Due to my laptop crashing and the fact that I have been all held up with quite a few things, all my tickles are on hold as they are all on the poor dead laptop.

I will get them back, but until then, guess we have to wait and see...

Hospital trauma

Ah crap don’t you just hate hospitals?
I do, they strip you of everything including your dignity, and hospital gowns are revolting whoever designed them needs a serious wake up call.
Yes I was in hospital, woe me, (no not really woe me, these things happen!)
As some will know I had an issue with my stomach.
I also had days off work for this to have an endoscopy, a few weeks back.  (picture below)

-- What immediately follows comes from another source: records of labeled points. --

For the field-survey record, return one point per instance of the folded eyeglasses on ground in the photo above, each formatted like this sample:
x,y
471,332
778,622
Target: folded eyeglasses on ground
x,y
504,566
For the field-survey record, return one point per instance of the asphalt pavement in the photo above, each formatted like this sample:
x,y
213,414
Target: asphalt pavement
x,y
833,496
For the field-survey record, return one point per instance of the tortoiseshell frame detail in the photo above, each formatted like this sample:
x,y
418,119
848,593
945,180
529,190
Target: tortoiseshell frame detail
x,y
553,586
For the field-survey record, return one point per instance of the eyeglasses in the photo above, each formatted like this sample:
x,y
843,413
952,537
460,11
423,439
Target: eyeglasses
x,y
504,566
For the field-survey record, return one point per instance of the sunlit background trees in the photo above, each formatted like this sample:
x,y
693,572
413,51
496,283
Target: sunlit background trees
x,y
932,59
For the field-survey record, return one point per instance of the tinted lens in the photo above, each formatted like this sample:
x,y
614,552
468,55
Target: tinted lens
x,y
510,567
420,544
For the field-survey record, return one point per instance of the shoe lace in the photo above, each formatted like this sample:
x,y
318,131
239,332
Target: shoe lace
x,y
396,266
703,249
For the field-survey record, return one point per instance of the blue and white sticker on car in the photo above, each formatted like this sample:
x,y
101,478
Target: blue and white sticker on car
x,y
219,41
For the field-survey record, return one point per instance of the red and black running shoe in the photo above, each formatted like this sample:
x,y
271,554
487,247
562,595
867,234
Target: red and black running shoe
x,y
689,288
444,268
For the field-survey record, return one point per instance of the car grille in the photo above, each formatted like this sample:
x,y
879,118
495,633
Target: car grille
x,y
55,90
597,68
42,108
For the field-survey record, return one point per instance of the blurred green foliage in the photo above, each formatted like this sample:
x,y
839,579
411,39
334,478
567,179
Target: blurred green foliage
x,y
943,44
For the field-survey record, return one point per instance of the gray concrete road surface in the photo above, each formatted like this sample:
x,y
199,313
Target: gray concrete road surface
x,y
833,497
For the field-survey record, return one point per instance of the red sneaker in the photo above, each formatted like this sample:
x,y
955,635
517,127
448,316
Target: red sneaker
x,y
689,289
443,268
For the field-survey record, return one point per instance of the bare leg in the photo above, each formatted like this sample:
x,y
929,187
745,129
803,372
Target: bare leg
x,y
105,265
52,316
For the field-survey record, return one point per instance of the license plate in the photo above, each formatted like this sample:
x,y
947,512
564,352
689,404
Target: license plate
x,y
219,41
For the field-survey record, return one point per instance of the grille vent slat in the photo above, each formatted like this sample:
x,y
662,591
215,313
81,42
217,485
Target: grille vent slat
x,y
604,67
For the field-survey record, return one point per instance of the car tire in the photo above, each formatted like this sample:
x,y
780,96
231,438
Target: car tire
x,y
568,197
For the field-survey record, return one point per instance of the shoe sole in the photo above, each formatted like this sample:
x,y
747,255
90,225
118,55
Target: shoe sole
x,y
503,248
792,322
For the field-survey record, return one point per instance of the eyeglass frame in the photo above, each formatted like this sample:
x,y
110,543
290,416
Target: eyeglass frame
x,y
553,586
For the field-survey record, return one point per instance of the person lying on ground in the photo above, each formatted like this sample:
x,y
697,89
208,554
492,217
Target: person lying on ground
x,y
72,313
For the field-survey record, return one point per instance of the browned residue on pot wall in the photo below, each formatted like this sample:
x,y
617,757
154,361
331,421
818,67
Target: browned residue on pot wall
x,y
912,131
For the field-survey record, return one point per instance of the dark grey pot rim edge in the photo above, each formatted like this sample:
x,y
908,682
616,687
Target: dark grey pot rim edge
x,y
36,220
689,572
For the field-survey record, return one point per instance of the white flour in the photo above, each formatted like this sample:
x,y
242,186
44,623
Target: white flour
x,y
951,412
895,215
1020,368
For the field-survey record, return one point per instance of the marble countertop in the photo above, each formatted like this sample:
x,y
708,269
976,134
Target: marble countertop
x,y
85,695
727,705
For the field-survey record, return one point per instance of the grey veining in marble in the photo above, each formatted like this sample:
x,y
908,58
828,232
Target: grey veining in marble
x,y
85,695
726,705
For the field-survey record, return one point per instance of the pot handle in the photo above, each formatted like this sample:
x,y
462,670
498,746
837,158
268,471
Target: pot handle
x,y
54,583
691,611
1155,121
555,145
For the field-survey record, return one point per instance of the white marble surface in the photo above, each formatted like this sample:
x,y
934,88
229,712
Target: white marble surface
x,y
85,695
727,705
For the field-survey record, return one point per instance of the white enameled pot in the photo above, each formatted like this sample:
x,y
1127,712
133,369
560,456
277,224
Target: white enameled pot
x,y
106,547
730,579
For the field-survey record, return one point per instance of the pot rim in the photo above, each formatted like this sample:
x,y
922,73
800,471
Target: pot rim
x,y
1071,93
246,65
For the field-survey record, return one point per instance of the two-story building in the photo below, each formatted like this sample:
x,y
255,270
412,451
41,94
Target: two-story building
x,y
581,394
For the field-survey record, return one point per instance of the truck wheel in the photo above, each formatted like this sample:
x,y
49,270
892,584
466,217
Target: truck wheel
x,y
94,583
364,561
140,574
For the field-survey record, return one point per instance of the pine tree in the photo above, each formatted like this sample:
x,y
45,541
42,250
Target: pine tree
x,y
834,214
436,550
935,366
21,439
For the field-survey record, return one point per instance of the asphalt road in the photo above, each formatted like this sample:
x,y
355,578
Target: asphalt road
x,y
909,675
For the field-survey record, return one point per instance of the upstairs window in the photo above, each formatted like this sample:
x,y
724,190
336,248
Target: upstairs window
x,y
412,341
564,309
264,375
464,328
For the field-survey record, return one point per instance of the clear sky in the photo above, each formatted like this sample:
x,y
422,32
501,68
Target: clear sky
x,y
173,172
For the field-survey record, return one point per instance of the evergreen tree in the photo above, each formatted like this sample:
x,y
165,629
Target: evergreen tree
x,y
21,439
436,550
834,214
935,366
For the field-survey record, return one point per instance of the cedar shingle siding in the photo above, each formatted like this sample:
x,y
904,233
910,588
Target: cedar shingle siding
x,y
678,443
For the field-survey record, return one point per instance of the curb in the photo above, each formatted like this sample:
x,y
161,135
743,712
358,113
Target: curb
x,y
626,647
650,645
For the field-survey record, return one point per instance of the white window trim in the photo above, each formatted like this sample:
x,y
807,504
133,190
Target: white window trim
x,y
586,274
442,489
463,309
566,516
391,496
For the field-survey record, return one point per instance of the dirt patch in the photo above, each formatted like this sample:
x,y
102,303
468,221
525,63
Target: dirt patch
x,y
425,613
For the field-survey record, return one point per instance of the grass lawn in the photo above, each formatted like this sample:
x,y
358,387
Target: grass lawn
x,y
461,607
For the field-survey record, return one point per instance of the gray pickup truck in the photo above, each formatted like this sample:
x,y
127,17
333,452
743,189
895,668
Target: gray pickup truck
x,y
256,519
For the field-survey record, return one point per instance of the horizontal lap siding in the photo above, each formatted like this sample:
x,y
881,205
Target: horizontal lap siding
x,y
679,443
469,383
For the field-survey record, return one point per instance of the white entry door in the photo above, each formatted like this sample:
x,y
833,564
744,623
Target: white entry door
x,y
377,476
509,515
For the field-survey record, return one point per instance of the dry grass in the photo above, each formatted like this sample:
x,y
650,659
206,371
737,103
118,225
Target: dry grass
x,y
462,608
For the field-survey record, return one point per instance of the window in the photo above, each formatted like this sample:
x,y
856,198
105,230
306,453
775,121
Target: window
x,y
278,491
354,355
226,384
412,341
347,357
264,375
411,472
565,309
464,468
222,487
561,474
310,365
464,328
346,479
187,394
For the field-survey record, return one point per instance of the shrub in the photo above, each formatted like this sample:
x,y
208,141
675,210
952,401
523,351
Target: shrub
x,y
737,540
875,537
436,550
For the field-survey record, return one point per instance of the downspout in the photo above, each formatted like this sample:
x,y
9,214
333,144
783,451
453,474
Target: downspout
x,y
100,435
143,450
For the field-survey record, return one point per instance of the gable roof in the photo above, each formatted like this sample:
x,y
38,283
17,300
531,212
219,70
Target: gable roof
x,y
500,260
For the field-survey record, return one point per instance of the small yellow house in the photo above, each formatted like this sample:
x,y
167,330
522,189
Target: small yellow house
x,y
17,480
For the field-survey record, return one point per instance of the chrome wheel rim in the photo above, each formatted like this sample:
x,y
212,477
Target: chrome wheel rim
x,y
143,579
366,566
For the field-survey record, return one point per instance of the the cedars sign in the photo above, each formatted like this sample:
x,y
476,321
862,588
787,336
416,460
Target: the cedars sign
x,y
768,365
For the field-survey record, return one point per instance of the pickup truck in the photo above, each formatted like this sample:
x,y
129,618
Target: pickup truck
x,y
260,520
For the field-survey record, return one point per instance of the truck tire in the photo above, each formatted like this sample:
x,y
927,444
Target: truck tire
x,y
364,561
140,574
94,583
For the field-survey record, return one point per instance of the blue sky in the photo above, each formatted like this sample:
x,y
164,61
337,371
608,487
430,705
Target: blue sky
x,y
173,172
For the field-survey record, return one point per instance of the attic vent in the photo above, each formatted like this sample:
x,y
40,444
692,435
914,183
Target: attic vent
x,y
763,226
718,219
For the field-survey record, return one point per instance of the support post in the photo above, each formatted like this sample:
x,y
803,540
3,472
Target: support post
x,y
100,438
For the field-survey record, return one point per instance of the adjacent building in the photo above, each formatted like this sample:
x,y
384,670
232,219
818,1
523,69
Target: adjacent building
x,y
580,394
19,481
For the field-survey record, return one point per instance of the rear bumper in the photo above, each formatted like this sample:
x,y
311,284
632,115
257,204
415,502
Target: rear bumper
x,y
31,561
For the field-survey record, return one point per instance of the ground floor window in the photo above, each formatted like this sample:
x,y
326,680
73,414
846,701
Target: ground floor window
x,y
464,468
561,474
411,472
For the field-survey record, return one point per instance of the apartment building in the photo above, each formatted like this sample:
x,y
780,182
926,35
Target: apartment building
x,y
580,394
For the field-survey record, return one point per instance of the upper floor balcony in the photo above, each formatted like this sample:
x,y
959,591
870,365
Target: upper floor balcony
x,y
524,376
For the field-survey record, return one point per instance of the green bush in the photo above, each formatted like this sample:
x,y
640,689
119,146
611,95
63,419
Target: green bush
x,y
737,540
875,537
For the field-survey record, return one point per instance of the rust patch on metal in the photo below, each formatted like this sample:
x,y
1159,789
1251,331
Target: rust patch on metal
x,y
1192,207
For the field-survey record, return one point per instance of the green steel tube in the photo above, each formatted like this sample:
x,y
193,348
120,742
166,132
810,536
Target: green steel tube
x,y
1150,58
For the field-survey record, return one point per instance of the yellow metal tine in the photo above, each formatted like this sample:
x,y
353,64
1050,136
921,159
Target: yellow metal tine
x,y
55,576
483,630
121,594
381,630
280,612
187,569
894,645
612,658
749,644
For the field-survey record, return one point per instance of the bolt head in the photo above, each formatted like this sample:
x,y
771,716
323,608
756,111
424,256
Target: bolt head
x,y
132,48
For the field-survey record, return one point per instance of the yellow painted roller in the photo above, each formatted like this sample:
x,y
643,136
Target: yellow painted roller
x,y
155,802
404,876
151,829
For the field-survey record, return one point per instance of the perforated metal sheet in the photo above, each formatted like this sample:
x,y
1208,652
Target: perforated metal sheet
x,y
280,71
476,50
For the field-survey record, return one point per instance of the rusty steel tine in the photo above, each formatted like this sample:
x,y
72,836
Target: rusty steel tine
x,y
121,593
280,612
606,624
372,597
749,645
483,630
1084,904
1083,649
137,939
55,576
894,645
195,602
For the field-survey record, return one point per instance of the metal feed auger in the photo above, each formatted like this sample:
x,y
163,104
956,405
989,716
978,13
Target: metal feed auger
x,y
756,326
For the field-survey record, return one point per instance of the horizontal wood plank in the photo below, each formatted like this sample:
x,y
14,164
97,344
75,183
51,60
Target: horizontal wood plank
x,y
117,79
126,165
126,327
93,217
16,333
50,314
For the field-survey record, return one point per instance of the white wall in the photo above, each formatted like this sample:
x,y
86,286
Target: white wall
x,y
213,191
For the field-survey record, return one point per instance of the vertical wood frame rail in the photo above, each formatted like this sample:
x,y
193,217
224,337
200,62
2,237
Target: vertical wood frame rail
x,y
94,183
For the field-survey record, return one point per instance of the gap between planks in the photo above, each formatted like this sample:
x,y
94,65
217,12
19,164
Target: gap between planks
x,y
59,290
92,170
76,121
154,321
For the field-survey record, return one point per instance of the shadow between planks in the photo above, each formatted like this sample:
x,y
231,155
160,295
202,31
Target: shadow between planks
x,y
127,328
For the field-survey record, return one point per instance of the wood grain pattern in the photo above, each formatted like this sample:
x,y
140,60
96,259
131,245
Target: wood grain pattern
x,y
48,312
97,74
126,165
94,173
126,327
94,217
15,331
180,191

Which I can tell you was rather nasty, I didn’t like it, and words fail me to describe what having it does to you, lets just say (never again please!!) and move on.
Well anyway, after feeling like crap for a week or so after it, and the stress of a few other things, that I won’t go into, I ended up in hospital for throwing up blood.
Long story short I am ok, I survived, a very scary bout of puking blood, and nasty hospital gowns with seriously bad food (belch) but, I’m alive, I’m fine, and I’m so intending to not go back there.
After 25million tests (slight exaggeration there), Serious amounts of blood (they stole my blood it’s true) and not a damn thing to find, they finally let me go with a whole lot less of my dignity and self in tact.
Now I need some serious TLC from my boys to remind me, what comfort is all about?
*Maybe some new shoes too??* I know I’m a sucker for shoes, but seriously female of the species here!!